Many industries are dominated by two players — Microsoft and Apple, Coca-Cola and Pepsi — but the stranglehold Boeing and Airbus have on the aviation industry is hard to overestimate. The two companies account for a majority of the market share for single-aisle passenger planes. Their competitors, if the term even applies here, such as Bombardier and Embraer are very far behind.
Yet the new partnership is not shy about its intentions. Commercial Aircraft Corp of China (COMAC) and Russia's United Aircraft Corp want their new, as yet unnamed aircraft, to compete with the most successful passenger planes in existence.
Aware of its late entry into the race, Craic is looking to cut costs to compete. COMAC's assistant president, Guo Bozhi, has said that the new plane will have 10 percent lower operating costs along with an "advanced aerodynamic design" and "engines with low fuel burn." This might be encouraging if Boeing and Airbus did not pour billions into R&D of their own. A glance at Airbus' technology plans for the future turns up faster braking, low-noise, free glide approaches, using big data to streamline maintenance.
Furthermore, the Craic plane is not scheduled to be ready for a decade. By then, aircraft advances will have moved on in leaps and bounds. The alliance will be developing an airliner while playing a long-term catch-up game.
But there is far more than engineering at stake here. It is understandable that observers have latched on to the above narrative. A new Chinese rival to Boeing and Airbus is a sexy story to write but the reality is different. As the US and Europe have their airplane giants, it makes complete sense for China and Russia to have their own.
However, the building of a global supply chain, of reliable, long-term engineering and testing, of figuring out what added value to bring, are all tasks Craic needs to address immediately.
It has some advantages on its side.
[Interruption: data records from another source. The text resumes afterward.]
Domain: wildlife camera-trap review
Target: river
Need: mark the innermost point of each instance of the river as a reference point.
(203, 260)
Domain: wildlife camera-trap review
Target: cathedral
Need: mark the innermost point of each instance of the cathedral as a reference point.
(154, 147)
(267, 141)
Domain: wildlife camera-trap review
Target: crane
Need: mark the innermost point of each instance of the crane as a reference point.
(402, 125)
Some titans of the aviation supply chain collaborated on the C919, including General Electric, Honeywell, and Safran. Furthermore, even with a long-term approach, a new player with the money that Craic will be throwing around will stir the aviation industry.
The Chinese aviation market will become the largest in the world in terms of passengers by 2024, according to the International Air Transport Association. As the obvious breeding ground for any planes Craic cranks out, suppliers will want to bet in on the ground floor.
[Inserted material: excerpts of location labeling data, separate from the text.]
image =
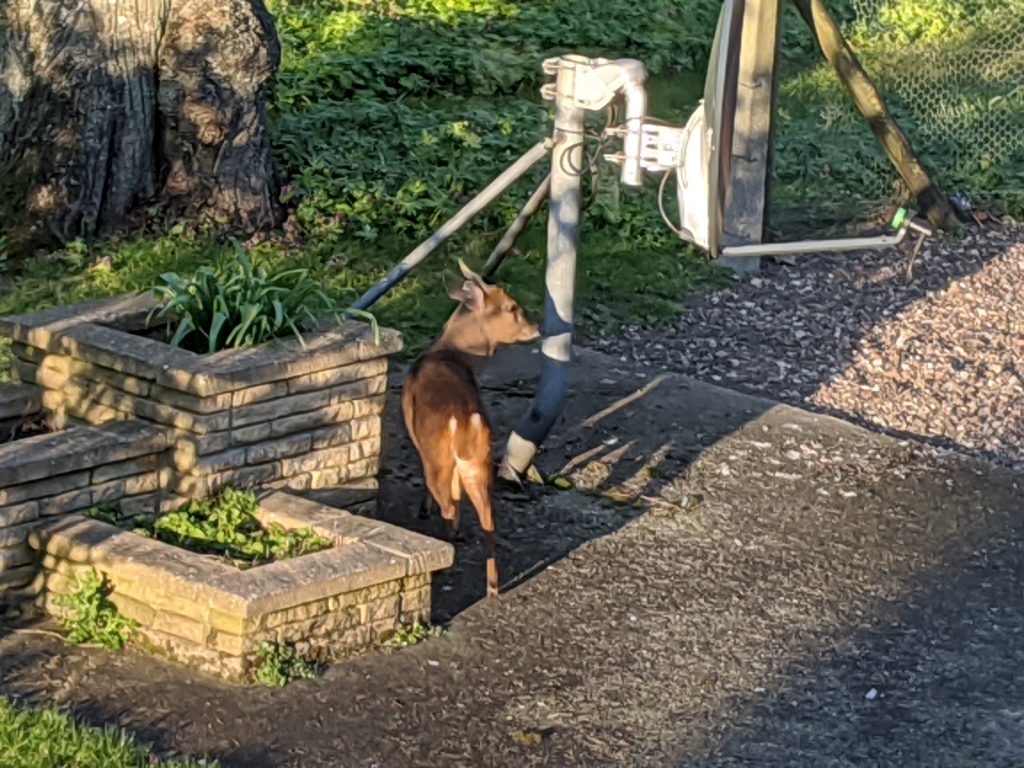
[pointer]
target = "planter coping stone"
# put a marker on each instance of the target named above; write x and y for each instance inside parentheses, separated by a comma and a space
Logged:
(78, 448)
(100, 330)
(366, 552)
(18, 399)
While China's C919 has already taken to the skies, success will not come easily. Dominance in the aircraft industry comes with a backdrop of industry benchmarks, from active sales to a track record of safety. Building the plane is only step one out of 100.
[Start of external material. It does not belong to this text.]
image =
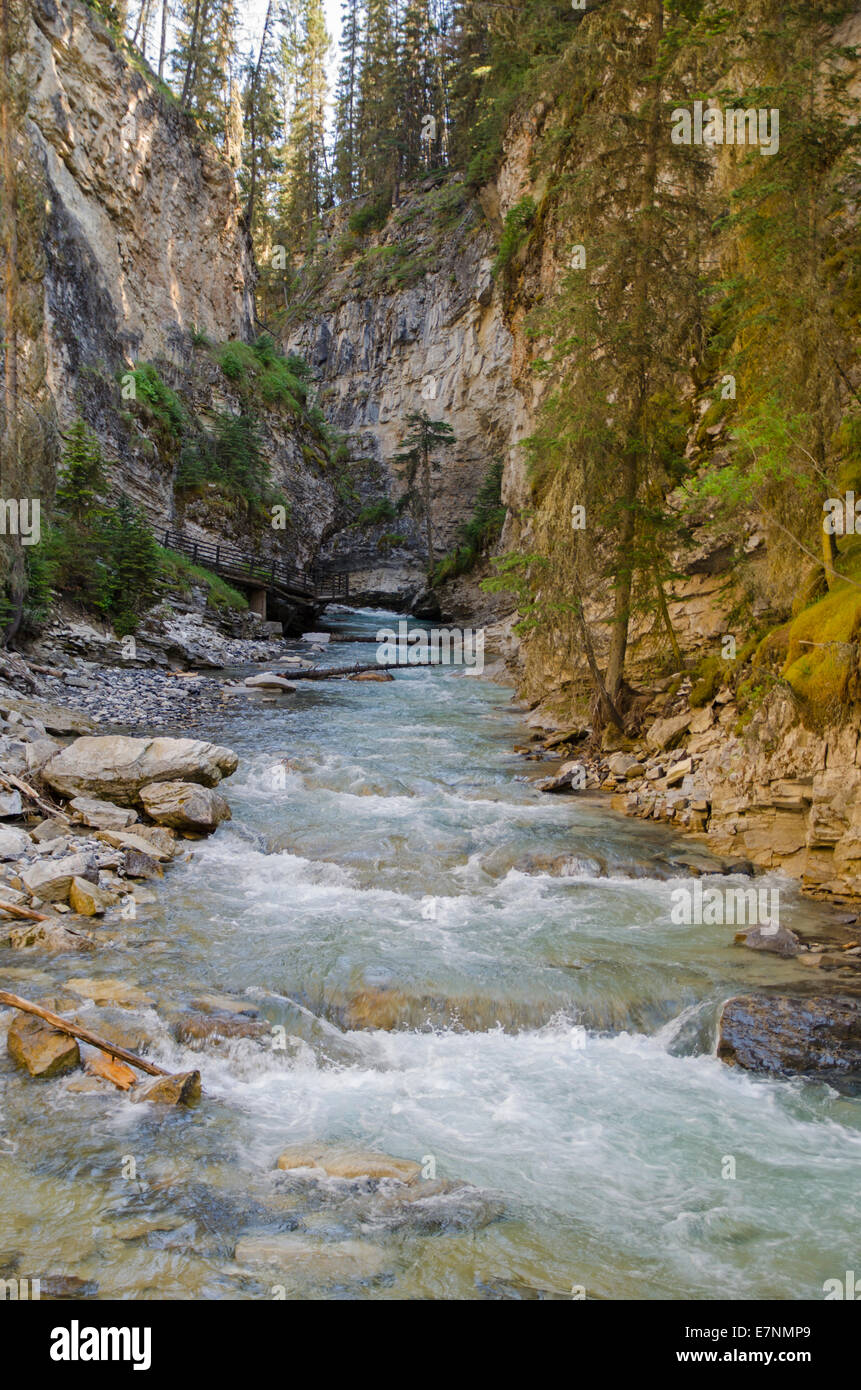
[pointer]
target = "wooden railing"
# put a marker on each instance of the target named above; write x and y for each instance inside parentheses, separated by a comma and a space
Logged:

This should be a long-term objective. The natural starting point is to convert the Russian and Chinese domestic markets to the C919 and its successors from within Craic.
There has been some international interest. In 2011, Ryanair signed a memorandum of understanding "to participate in discussions on the development" of the C919, with its CEO Michael O'Leary stating that "we are pleased that there is now a real alternative to Boeing and Airbus, and we are seriously interested in the development of a 200-seat variant of the C919 aircraft."
This interest was confirmed after the aircraft's maiden flight, contingent on a 199-seat model of the plane being sold at a competitive price.
More competition is always good. But expectations need to be managed. It is all but impossible for Craic to disrupt the Boeing-Airbus twosome in the short or medium-term. If expectations are set in China and Russia for it to do that, good money after bad will be wasted and any plane the alliance produces will stall out of the gates.
However, should Craic be given the time and finances to grow, it will have the opportunity to be what would truly benefit China and Russia: a long-term, reliable pillar of the aviation industry.